Environment secretary Michael Gove has pledged to support farmers struggling in the face of drought following the summer heatwave.
Speaking from the National Farming Union's drought summit, which was also attended by other government officials and industry figures, the minister committed to removing bureaucratic hurdles that are harming farmers.
He said: "We will make sure farmers have what they need in order to provide us with high-quality food and ensure their businesses survive", and added that the government would do "whatever it takes" to support food supplies.
His comments come as the summer's heatwave, which followed a long winter, is causing issues for farmers across the country. NFU president Minette Batter said many had not seen such disruptive weather in their lifetimes.

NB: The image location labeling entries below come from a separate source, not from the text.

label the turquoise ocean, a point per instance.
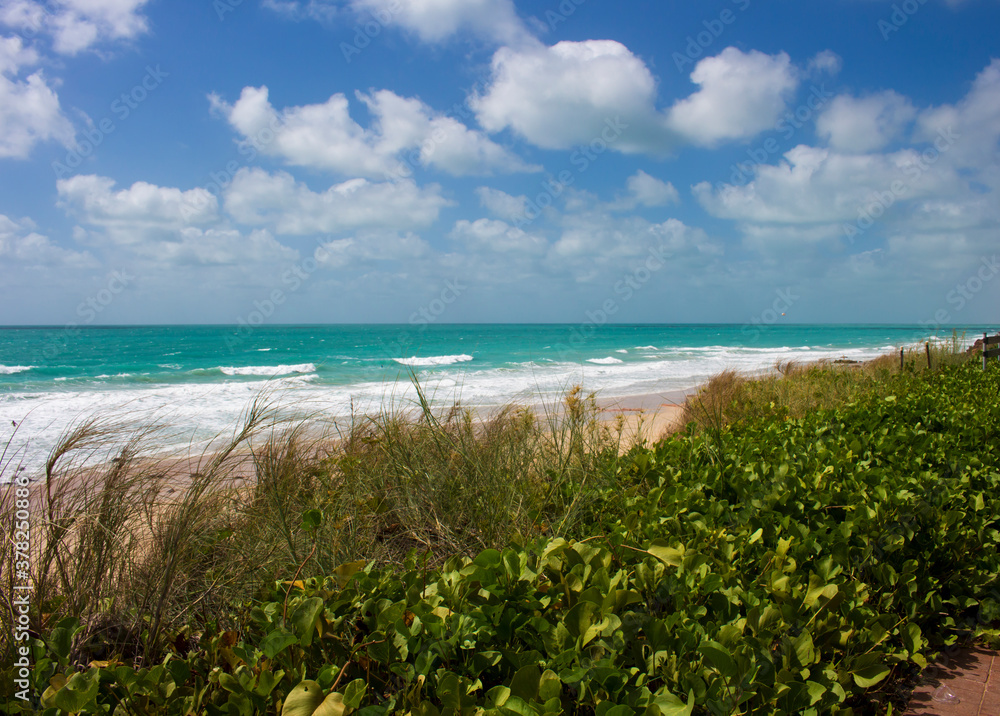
(197, 380)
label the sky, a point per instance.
(341, 161)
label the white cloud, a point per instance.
(496, 236)
(819, 185)
(164, 226)
(77, 25)
(129, 215)
(568, 94)
(573, 92)
(865, 124)
(825, 62)
(646, 190)
(741, 95)
(592, 241)
(257, 198)
(405, 133)
(14, 55)
(21, 244)
(196, 246)
(29, 108)
(367, 247)
(501, 204)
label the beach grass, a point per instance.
(830, 518)
(140, 548)
(794, 389)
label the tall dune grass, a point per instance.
(143, 548)
(794, 389)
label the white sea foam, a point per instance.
(271, 370)
(434, 360)
(198, 411)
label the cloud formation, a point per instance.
(405, 134)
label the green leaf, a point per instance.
(868, 676)
(354, 693)
(670, 705)
(805, 651)
(719, 657)
(525, 683)
(80, 689)
(549, 686)
(304, 619)
(673, 556)
(303, 700)
(276, 642)
(333, 705)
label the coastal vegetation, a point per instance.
(807, 544)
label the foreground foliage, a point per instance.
(776, 566)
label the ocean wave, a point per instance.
(434, 360)
(270, 370)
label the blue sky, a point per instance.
(218, 161)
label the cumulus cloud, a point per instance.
(501, 204)
(164, 225)
(93, 200)
(741, 94)
(571, 93)
(405, 133)
(372, 246)
(21, 244)
(816, 185)
(852, 124)
(258, 198)
(29, 108)
(560, 96)
(646, 190)
(497, 236)
(77, 25)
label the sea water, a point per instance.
(198, 380)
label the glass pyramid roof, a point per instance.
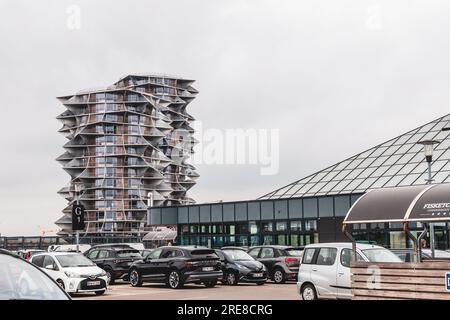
(397, 162)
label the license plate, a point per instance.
(207, 268)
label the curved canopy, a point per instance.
(426, 203)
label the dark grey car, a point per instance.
(282, 262)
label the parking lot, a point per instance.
(269, 291)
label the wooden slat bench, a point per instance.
(425, 280)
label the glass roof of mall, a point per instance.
(397, 162)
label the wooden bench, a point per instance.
(425, 280)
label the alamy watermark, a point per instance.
(73, 21)
(258, 147)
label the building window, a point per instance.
(310, 208)
(296, 226)
(311, 225)
(326, 207)
(341, 205)
(267, 227)
(253, 227)
(281, 226)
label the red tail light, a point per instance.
(290, 260)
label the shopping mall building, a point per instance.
(312, 209)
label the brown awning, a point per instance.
(426, 203)
(433, 205)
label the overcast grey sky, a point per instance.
(335, 77)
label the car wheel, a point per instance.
(309, 292)
(110, 276)
(231, 279)
(279, 276)
(61, 283)
(100, 292)
(210, 284)
(135, 278)
(174, 280)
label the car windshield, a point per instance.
(380, 255)
(128, 254)
(237, 255)
(74, 260)
(437, 253)
(294, 252)
(20, 280)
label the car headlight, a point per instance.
(72, 274)
(242, 267)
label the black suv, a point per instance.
(239, 266)
(115, 259)
(176, 266)
(282, 262)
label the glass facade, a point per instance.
(397, 162)
(312, 209)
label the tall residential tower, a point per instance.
(128, 144)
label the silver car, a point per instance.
(325, 268)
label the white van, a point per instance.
(325, 268)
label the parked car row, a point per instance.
(321, 270)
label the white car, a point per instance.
(72, 271)
(325, 268)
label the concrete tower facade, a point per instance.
(129, 144)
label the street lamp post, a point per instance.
(428, 150)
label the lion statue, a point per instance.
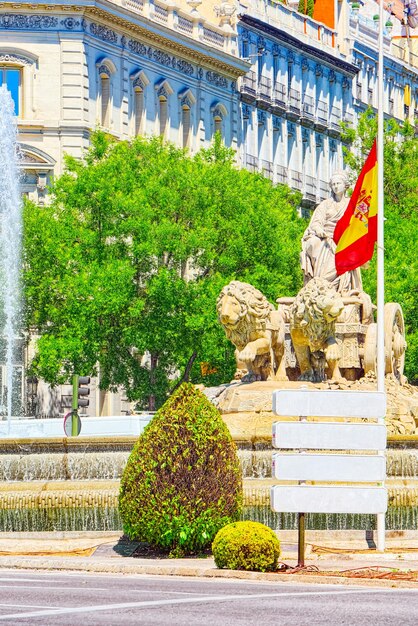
(312, 328)
(256, 330)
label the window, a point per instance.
(138, 109)
(185, 121)
(163, 115)
(10, 76)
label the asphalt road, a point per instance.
(89, 599)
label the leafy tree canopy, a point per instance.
(131, 253)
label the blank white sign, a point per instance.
(329, 436)
(322, 403)
(311, 499)
(330, 467)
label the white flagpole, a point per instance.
(380, 252)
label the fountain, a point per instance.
(10, 251)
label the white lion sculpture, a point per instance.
(312, 328)
(256, 330)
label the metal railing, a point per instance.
(279, 94)
(249, 84)
(322, 112)
(296, 179)
(267, 169)
(335, 118)
(281, 174)
(264, 88)
(251, 163)
(308, 107)
(294, 100)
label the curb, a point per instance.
(140, 568)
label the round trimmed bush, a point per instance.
(182, 481)
(246, 545)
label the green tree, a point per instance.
(109, 262)
(401, 218)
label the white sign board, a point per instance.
(321, 403)
(332, 499)
(329, 467)
(329, 436)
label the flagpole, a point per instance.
(380, 252)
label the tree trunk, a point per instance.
(186, 375)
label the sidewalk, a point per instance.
(337, 557)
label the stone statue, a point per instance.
(256, 330)
(318, 248)
(312, 328)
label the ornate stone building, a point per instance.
(129, 66)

The summit called for an immediate relaxing of rules on water abstraction (taking water from a river, stream or canal or from an underground source) as well as rules that stop the trading of water between farms.
Other goals included supporting the logistics of fodder and straw transportation to affected areas, as well as speeding up the Basic Payment Scheme and Country Stewardship payments currently owed to farmers.
Batters added: "The impacts of the dry and hot weather have been hugely challenging for many farms across the country, with many not seeing such weather in their lifetimes. Today's summit was a wake-up call to government and policy makers about the importance of British food production and the critical need to manage the volatility that comes with it.
"We were pleased to hear after the meeting, the secretary of state said he would do ‘whatever it takes in order to make sure farmers can continue to run successful businesses and that food supplies can continue to be healthy'.
"As we move towards a new domestic agricultural policy it's vital that market failure and volatility are treated seriously alongside productivity and delivering for the environment in order that the nation continues to have access to British food which is high quality and produced to world-leading standards."